854 TRIBUNAL CANTONAL TV14.046533-142080 426 C H A M B R E D E S R E C O U R S C I V I L E
Arrêt du 3 décembre 2014
Présidence de M. W I N Z A P , président Juges:MmesCharif Feller et Crittin Dayen Greffière:MmeMeierHuser
Art. 309 let. a, 319 let. a, 321 al. 2, 325 CPC Statuant à huis clos sur le recours interjeté par Q.________, à Pully, contre la décision rendue le 24 novembre 2014 par la Juge de paix du district de Lavaux-Oron dans la cause divisant la recourante d’avec A.________SA, à Lausanne, la Chambre des recours civile du Tribunal cantonal voit :
2 - E n f a i t e t e n d r o i t : 1.Par décision du 24 novembre 2014, la Juge de paix du district de Lavaux-Oron a rejeté la demande de révision déposée le 19 novembre 2014 par Q.________ contre le prononcé d’exécution forcée qui lui avait été notifié le 30 octobre 2014. En droit, le premier juge a considéré que les conditions d’une demande de révision n’étaient pas réalisées, dès lors que l’extrait du Registre foncier dont se prévalait Q.________ ne constituait pas un document susceptible de mettre en évidence un fait nouveau et pertinent qu’elle n’aurait pas pu invoquer précédemment en faisant preuve de la diligence requise. En outre, le prétendu défaut de légitimation active de A.SA n’était pas établi par cette seule pièce et sa production antérieure n’aurait ainsi pas été de nature à modifier la décision d’exécution forcée du 30 octobre 2014. 2.Par acte du 25 novembre 2014, Q. a fait recours contre cette décision, en concluant, avec suite de frais, préalablement à la suspension de la décision d’exécution forcée du 30 octobre 2014, et principalement à l’admission de la demande de révision, la décision du 30 octobre 2014 étant annulée. Par fax et courrier recommandé du 28 novembre 2014, le Président de la Chambre des recours civile du Tribunal cantonal a refusé la requête d’effet suspensif contenue dans le recours de Q.________, au motif que la décision entreprise répondait prima facie aux exigences tant en matière de révision qu’en matière d’exécution forcée. 3.L’exécution forcée a eu lieu le 28 novembre 2014.

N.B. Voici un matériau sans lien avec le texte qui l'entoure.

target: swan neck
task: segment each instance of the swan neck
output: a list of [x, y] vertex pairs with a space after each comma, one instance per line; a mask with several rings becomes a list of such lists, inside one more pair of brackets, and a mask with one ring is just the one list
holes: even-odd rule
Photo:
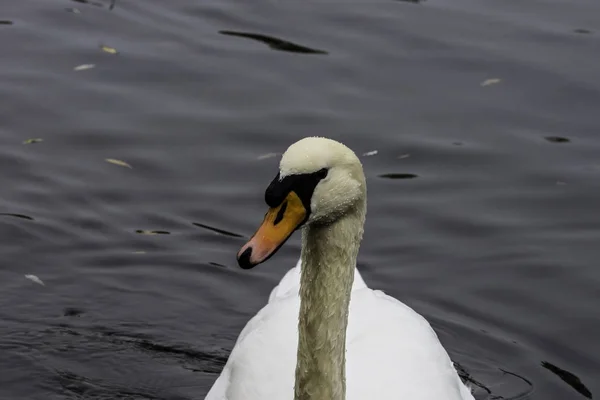
[[302, 232], [295, 400], [345, 400], [346, 328], [363, 207]]

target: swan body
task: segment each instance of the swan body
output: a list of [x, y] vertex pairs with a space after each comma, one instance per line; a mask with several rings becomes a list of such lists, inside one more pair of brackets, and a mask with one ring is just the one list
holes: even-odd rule
[[[319, 181], [310, 193], [308, 216], [302, 216], [301, 260], [242, 330], [206, 400], [473, 400], [429, 323], [400, 301], [367, 287], [356, 270], [366, 189], [354, 153], [348, 155], [345, 146], [329, 139], [304, 141], [308, 143], [301, 151], [293, 145], [287, 159], [284, 154], [274, 180], [278, 184], [284, 182], [281, 175], [304, 174], [303, 168], [311, 173], [322, 165], [330, 168], [328, 180]], [[336, 166], [347, 174], [336, 172]], [[357, 166], [360, 171], [352, 170]], [[336, 196], [350, 205], [339, 211], [340, 202], [331, 201]], [[353, 196], [356, 200], [347, 201]], [[293, 196], [286, 199], [290, 205], [283, 207], [283, 215], [293, 220]], [[264, 224], [269, 218], [267, 213]], [[260, 263], [276, 251], [263, 250], [258, 242], [269, 234], [259, 230], [240, 250], [241, 266]]]

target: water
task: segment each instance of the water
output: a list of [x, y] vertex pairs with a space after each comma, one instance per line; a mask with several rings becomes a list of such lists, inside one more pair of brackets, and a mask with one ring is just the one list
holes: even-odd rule
[[202, 399], [308, 135], [371, 152], [359, 267], [478, 399], [598, 396], [600, 3], [5, 3], [0, 398]]

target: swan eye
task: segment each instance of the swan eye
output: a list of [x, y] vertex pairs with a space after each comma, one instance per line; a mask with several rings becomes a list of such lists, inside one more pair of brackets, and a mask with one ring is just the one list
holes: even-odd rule
[[317, 177], [319, 179], [324, 179], [327, 176], [329, 170], [327, 168], [323, 168], [317, 171]]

3 - 4.a) Aux termes de l’art. 319 let. a CPC (Code de procédure civile du 19 décembre 2008 ; RS 272), en relation avec l'art. 309 let. a CPC, un recours peut être formé contre une décision du tribunal de l'exécution dans les dix jours dès la notification de la décision attaquée (art. 321 al. 2 CPC).

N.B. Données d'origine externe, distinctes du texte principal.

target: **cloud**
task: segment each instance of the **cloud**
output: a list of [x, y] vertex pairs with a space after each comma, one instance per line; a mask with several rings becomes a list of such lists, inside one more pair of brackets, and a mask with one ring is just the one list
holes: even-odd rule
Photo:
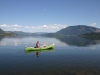
[[0, 28], [4, 31], [24, 31], [24, 32], [56, 32], [62, 28], [66, 28], [67, 25], [61, 24], [50, 24], [50, 25], [41, 25], [41, 26], [20, 26], [17, 24], [14, 25], [7, 25], [3, 24], [0, 25]]
[[93, 24], [91, 24], [90, 26], [93, 26], [93, 27], [95, 27], [95, 26], [96, 26], [96, 23], [93, 23]]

Lorsqu’elle est saisie d'un recours contre une décision d'exécution forcée régie en première instance par la procédure sommaire (cf. art. 339 al. 2 CPC), la Chambre des recours civile statue à trois juges (CREC 23 février 2011/4).

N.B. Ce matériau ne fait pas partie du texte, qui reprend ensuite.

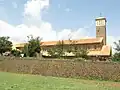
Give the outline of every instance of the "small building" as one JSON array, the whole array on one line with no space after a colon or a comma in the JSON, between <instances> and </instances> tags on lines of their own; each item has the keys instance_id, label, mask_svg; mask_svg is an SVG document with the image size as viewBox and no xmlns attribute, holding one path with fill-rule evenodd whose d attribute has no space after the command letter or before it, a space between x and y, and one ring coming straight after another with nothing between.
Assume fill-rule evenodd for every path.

b) Selon l’art. 59 al. 1 CPC, le tribunal n’entre en matière que sur les demandes et les requêtes qui satisfont aux conditions de recevabilité de l’action. L’une de ces conditions est que le demandeur ou le requérant a un intérêt digne de protection à agir (art. 59 al. 2 let. a CPC). En d’autres termes, celui qui fait valoir une prétention en justice doit démontrer qu’il a un intérêt digne de protection à voir le juge statuer sur celle-ci. L’absence d’un intérêt digne de protection doit être relevée d’office (art. 60 CPC), à tous les stades du procès. Elle entraîne l’irrecevabilité de la demande. Un tel intérêt fait ainsi défaut lorsque la prétention du demandeur a été entre-temps satisfaite ou si l’on ne peut y donner suite. Comme toute condition de recevabilité, l’intérêt doit exister au moment du jugement (Bohnet, CPC commenté, Bâle 2011, nn. 89 et 92 pp. 174 et 175 et les références citées). c) En l’espèce, la recourante conclut à l’admission de sa demande de révision et à l’annulation de la décision d’exécution forcée du 30 octobre 2014. Or, l’exécution forcée a eu lieu le 28 novembre 2014.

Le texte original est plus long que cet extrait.